The subject of Apple's unique power to change the way payments work came up in a conversation I had yesterday with the co-founder of Dwolla, a Des Moines, Iowa, startup building an internet-based alternative to the existing credit card network standards with the aim of moving money in real time. Send a dollar, get a dollar, the way the internet works. The five-year-old company counts among its users the state of Iowa, which accepts several kinds of tax payments via Dwolla.

The imperative the iPhone created for telecoms to upgrade their data networks holds a lesson for the leverage Apple has to change the payments landscape, says Dwolla CEO Ben Milne.

>'Apple’s already got a great mobile wallet.
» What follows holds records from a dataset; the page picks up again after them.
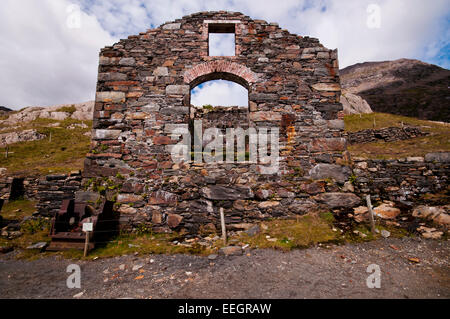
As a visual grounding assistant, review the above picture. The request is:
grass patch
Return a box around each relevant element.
[345,113,450,159]
[1,199,37,220]
[0,218,51,255]
[0,119,92,175]
[85,233,211,260]
[344,112,448,132]
[0,199,51,257]
[56,105,77,114]
[226,213,339,251]
[14,231,214,261]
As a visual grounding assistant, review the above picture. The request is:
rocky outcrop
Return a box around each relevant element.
[0,129,46,145]
[340,92,373,115]
[0,101,94,126]
[341,59,450,122]
[314,193,361,208]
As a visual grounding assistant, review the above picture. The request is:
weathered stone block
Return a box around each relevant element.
[142,103,161,113]
[327,120,345,130]
[166,85,190,95]
[75,191,100,203]
[314,193,361,208]
[374,204,401,220]
[309,164,352,183]
[119,58,136,66]
[117,194,144,203]
[250,112,282,122]
[149,190,177,205]
[312,83,341,91]
[309,138,347,152]
[152,211,163,224]
[167,214,183,228]
[96,92,126,103]
[153,67,169,76]
[162,23,181,30]
[201,185,253,200]
[94,129,122,140]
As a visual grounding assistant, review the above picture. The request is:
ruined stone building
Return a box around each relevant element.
[82,11,351,233]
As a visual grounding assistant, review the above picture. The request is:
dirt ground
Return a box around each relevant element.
[0,237,448,299]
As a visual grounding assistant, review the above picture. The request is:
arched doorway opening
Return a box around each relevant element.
[188,74,251,164]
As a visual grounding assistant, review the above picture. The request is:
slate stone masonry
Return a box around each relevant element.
[347,126,428,145]
[6,12,450,235]
[81,11,348,233]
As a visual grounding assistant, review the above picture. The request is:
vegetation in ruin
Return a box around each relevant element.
[345,112,450,159]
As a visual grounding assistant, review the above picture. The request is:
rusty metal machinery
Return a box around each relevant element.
[47,199,118,251]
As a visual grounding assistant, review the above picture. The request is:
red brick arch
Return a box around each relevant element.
[184,61,259,89]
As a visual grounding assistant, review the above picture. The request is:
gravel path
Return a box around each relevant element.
[0,238,448,299]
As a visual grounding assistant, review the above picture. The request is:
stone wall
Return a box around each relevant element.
[0,176,40,201]
[36,172,82,217]
[29,151,449,234]
[82,11,348,233]
[347,126,427,145]
[353,152,450,203]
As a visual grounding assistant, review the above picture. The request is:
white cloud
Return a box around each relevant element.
[209,34,235,56]
[0,0,116,109]
[0,0,448,109]
[191,80,248,107]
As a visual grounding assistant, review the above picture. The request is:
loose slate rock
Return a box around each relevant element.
[219,246,243,256]
[201,185,253,200]
[314,193,361,208]
[26,242,48,251]
[245,225,261,237]
[208,254,218,260]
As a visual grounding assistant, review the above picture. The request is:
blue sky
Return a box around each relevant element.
[0,0,448,109]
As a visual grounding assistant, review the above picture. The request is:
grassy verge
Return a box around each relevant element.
[224,212,340,251]
[1,199,37,220]
[0,119,92,175]
[0,200,51,256]
[345,113,450,159]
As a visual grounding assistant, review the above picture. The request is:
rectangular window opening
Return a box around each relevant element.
[208,23,236,56]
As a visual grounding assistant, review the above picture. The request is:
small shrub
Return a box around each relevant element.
[21,218,50,235]
[56,105,77,114]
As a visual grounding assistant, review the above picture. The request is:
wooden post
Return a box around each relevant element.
[366,195,376,235]
[220,207,227,245]
[83,231,89,257]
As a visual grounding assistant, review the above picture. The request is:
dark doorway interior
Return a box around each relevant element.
[9,178,25,200]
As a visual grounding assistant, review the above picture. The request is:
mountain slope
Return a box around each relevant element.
[340,59,450,122]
You use it all the time when you buy something on iTunes.'

"They already have 800 million cards on file," Milne says of Apple. With that kind of heft to back it up, Apple can then rely on its proven design expertise to entice users into its payment world. "They're going to give people a better experience that's arguably, probably more efficient and more simple with hardware they control."

In that world, it's Apple, not the credit card companies, that have the control, even if those iPhone wallets are being used to "store" those credit cards. The credit card becomes abstract, just another option to tap that otherwise stays hidden. Really, you'll be paying with Apple. In a sense, iPhone users already do. "Apple's already got a great mobile wallet in that thing," Milne says. "You use it all the time when you buy something on iTunes."

The Next Logical Step

Once the credit card becomes that hidden (do you remember which one is connected to your iTunes account?), it's only a short logical step to that card being eliminated altogether. Apple could get into the credit side of the game itself. Or it could integrate with a new kind of network such as Dwolla.
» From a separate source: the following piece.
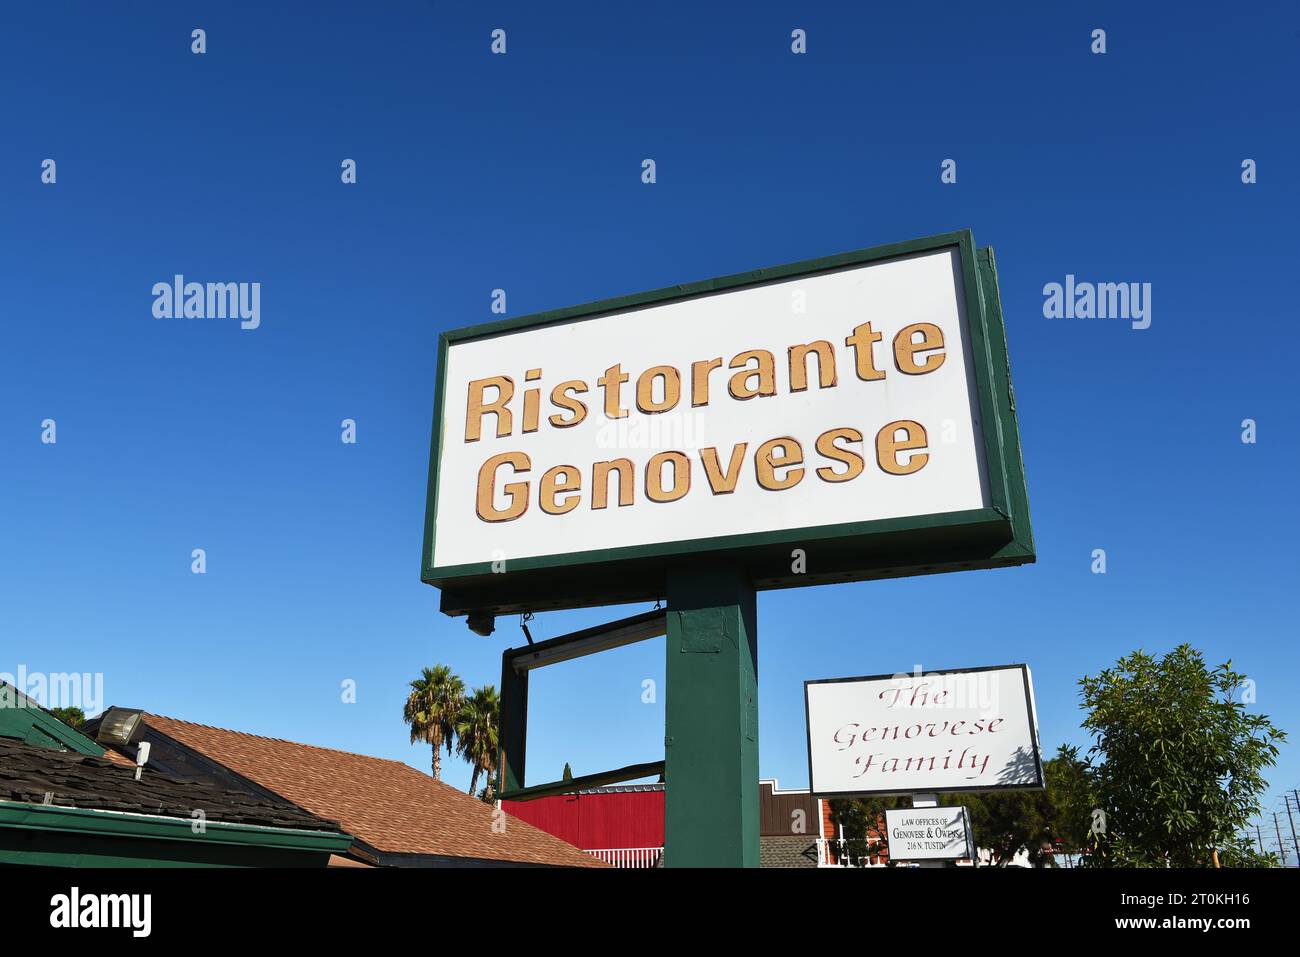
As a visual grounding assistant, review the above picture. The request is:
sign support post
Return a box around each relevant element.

Dwolla may not quite be ready yet to act as Apple's payment backend. But an Apple mobile wallet could only help Dwolla, and new internet-based ways of moving money in general. Right now, consumers don't have much of a reason to use their phones instead of a card to pay in stores. Each mobile payment startup has its own platform that merchants may or (more likely) may not take. Nearly all of those merchants, on the other hand, take cards.
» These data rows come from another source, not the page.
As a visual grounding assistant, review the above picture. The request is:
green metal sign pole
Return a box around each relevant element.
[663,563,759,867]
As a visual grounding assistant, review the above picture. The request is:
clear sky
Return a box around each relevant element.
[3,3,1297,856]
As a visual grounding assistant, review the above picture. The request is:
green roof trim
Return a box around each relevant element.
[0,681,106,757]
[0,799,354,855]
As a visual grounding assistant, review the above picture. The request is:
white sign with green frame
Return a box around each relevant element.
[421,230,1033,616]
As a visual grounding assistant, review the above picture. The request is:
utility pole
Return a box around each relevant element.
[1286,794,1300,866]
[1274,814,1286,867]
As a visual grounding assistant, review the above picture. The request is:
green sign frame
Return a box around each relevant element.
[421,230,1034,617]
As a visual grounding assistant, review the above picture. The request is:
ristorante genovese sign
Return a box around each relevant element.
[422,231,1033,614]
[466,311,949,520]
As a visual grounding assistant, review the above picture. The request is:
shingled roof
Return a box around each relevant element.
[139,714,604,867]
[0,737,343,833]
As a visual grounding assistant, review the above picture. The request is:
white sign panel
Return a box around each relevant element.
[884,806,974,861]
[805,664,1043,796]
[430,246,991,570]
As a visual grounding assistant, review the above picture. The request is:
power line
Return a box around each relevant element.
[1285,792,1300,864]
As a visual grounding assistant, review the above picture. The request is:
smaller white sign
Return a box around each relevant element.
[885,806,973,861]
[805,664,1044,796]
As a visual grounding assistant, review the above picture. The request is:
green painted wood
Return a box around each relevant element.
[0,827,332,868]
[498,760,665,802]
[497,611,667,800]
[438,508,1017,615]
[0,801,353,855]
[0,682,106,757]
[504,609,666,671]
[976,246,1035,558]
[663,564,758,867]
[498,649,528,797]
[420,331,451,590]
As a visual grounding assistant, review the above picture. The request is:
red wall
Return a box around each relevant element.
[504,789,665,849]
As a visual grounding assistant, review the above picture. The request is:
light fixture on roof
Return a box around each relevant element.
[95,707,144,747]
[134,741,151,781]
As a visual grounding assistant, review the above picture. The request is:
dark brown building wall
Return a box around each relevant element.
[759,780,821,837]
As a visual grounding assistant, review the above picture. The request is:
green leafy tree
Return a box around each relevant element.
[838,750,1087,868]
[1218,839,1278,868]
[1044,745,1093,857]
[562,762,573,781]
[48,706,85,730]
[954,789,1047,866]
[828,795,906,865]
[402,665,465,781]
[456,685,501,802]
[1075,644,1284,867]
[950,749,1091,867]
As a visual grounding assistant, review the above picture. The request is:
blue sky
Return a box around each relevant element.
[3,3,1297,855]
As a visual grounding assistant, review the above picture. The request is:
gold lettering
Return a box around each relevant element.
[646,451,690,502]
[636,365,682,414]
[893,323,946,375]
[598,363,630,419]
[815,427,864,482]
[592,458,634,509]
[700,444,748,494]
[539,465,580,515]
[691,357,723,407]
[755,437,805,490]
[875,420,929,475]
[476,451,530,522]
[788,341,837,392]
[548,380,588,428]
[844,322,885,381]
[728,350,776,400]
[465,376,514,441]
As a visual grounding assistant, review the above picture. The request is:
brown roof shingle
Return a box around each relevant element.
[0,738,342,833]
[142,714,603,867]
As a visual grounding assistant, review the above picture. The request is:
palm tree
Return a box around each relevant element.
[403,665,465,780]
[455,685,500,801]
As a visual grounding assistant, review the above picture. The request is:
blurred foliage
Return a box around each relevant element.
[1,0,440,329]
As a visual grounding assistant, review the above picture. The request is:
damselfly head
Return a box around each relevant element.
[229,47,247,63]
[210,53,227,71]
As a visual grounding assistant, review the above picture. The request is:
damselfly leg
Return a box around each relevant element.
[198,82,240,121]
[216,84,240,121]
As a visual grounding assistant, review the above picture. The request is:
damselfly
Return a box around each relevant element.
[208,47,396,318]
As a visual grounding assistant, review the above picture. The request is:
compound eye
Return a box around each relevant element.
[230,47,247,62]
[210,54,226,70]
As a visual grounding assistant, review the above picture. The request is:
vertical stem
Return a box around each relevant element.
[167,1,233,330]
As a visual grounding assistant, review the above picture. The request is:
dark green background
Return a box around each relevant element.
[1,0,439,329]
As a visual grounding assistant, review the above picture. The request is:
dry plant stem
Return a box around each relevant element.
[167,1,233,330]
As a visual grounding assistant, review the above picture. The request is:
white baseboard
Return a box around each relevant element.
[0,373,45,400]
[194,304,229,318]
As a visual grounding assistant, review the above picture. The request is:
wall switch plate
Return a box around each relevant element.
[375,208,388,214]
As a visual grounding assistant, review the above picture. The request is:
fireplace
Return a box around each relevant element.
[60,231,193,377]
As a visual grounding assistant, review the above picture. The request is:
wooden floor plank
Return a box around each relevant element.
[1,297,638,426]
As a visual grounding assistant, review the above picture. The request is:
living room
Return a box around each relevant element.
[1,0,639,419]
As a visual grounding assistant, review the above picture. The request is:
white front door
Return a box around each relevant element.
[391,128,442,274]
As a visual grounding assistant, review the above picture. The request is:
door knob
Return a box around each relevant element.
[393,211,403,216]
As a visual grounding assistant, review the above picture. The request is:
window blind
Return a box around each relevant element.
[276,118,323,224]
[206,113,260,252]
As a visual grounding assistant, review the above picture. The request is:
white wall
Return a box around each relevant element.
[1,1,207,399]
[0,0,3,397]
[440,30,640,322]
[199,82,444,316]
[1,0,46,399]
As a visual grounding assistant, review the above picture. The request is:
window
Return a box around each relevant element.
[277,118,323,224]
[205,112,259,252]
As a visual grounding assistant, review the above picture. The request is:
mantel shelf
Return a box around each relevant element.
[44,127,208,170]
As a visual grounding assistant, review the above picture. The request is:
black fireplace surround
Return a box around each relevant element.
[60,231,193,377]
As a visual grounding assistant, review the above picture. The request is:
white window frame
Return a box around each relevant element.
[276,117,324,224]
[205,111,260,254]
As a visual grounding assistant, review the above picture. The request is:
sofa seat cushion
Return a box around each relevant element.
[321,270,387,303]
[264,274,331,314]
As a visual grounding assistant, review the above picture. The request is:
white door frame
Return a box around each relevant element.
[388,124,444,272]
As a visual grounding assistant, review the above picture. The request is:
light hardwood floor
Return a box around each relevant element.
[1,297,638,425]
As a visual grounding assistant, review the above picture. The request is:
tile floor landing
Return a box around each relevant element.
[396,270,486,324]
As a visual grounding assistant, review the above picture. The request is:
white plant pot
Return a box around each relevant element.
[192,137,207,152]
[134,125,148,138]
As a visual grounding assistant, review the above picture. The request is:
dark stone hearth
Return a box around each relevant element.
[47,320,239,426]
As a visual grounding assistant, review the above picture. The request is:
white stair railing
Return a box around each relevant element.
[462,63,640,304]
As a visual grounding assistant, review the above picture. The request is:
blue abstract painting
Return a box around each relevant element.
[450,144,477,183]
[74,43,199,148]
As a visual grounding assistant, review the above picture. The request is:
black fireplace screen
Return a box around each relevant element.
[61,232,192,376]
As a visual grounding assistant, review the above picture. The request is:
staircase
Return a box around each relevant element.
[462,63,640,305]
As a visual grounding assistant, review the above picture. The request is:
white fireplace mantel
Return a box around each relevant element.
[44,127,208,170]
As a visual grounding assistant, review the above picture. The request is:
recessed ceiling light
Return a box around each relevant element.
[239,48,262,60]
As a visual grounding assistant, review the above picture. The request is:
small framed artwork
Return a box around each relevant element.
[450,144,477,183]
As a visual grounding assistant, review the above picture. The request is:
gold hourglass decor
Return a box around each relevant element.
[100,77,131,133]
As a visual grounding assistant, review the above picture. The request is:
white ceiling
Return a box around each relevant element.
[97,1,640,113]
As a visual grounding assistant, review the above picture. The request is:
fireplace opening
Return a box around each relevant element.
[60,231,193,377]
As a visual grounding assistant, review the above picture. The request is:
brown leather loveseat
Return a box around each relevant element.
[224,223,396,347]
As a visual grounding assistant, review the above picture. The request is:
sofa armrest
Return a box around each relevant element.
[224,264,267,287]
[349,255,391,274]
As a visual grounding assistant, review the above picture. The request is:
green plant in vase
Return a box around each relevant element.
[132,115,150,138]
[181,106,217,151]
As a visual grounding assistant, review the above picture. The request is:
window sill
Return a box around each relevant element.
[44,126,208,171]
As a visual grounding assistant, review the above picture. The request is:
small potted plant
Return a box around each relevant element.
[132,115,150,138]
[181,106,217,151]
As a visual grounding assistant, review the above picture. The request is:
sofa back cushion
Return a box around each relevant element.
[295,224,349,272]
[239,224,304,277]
The ubiquity of an NFC-enabled iPhone, however, finally could force brick-and-mortar stores to offer a pay-by-phone option. And once Apple peels people away from physical credit cards to a digitized version of plastic, Dwolla and everyone else become digital options on the same equal footing in the same wallet.

Apple has the ability to succeed where Google and the few NFC-enabled Android phones to hit the market never could, because Apple controls the hardware and the software. Google supported NFC with its own wallet, but few handsets came out with the chips inside, since few payment terminals would take them. And few merchants bothered to accept NFC, since so few phones had it. That uncertainty disappears as soon as an NFC-enabled iPhone 6 floods the streets.

And while an iPhone wallet won't mean an end of credit cards anytime soon---American Express and Visa reportedly have reached agreements to work with Apple---it's hard to see how its spread wouldn't hasten a future free of plastic. After all, a credit card is just a medium for transferring data, just like a smartphone. Except unlike a smartphone, a credit card doesn't do anything else. The credit card companies themselves see this day coming.

If Apple, as expected, announces Tuesday that iPhones will become a new way to pay, the rest of the world might finally see that future, too.